7. M. A fait valoir, en troisième et dernier lieu, que l'administration a adopté un comportement dilatoire lorsqu'il a sollicité à deux reprises la consultation de son dossier administratif et n'a pas hésité " à poursuivre ses actes de maltraitance " en s'opposant à son accès aux soins dans le cadre de l'accident dont il a été victime sur son lieu de travail le

19 septembre 2018. Toutefois, la circonstance qu'il n'ait pu récupérer le 24 janvier 2018, soit à la date à laquelle il a pu consulter son dossier administratif, les copies de certaines des pièces le composant en l'absence de régisseur n'est pas de nature à faire présumer des agissements constitutifs de harcèlement moral. Il en va de même de la circonstance alléguée que l'administration lui aurait refusé son accès aux soins dans le cadre de son accident. Il ne résulte pas de l'instruction qu'elle aurait eu une attitude dilatoire en l'empêchant de se rendre aux urgences dans les suites immédiates de sa chute.
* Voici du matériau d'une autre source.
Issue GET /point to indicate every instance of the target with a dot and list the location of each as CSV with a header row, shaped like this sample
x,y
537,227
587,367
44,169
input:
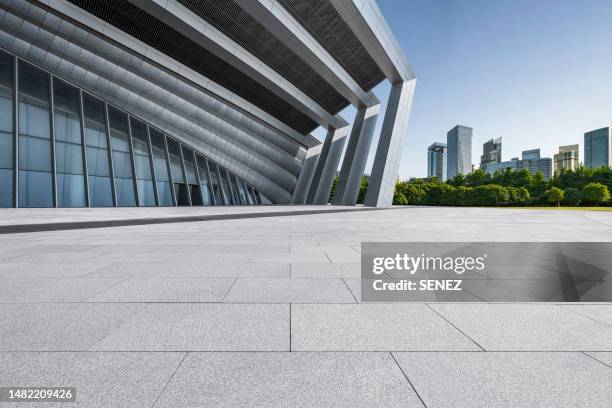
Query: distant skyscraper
x,y
597,148
459,141
491,153
530,160
568,158
436,161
En tout état de cause, si l'administration a refusé de reconnaître l'imputabilité au service de son accident, cette circonstance ne faisait pas obstacle à ce qu'il reçoive les soins adaptés à son état de santé.

8. Il résulte de ce qui vient d'être énoncé aux points 4. à 7. du présent arrêt, que les faits invoqués par M. A, pris isolément ou dans leur ensemble, ne peuvent être regardés comme laissant présumer des agissements répétés, constitutifs de harcèlement moral de la part de sa hiérarchie, dès lors qu'ils n'ont pas, pour certains, excédé les limites de l'exercice normal du pouvoir hiérarchique mais étaient justifiés par l'intérêt du service. Dans ces conditions, M. A n'est pas fondé à rechercher la responsabilité de l'Etat ni à demander la réparation des préjudices qu'il estime avoir subis.

9. Il résulte de tout ce qui précède que M. A n'est pas fondé à soutenir que c'est à tort que, par le jugement attaqué, le Tribunal administratif de la Polynésie française a rejeté sa demande. Il y a lieu, par voie de conséquence, de rejeter sa requête d'appel en toutes ses conclusions, y compris les conclusions qu'il a présentées sur le fondement de l'article L. 761-1 du code de justice administrative.

DECIDE :

Article 1er : La requête de M. A est rejetée.

Article 2 : Le présent arrêt sera notifié à M. B A et au garde des Sceaux, ministre de la justice.

Délibéré après l'audience du 15 juin 2022 à laquelle siégeaient :

- Mme Brotons, président de chambre,

- M. Magnard, premier conseiller,

- Mme Bonneau-Mathelot, premier conseiller.

Rendu public par mise à disposition au greffe le 29 juin 2022.

Le rapporteur,

S. CLe président,

I. BROTONS

Le greffier,

J. CHAMPESME

La République mande et ordonne au garde des Sceaux, ministre de la justice en ce qui le concerne ou à tous huissiers de justice à ce requis en ce qui concerne les voies de droit commun contre les parties privées, de pourvoir à l'exécution de la présente décision.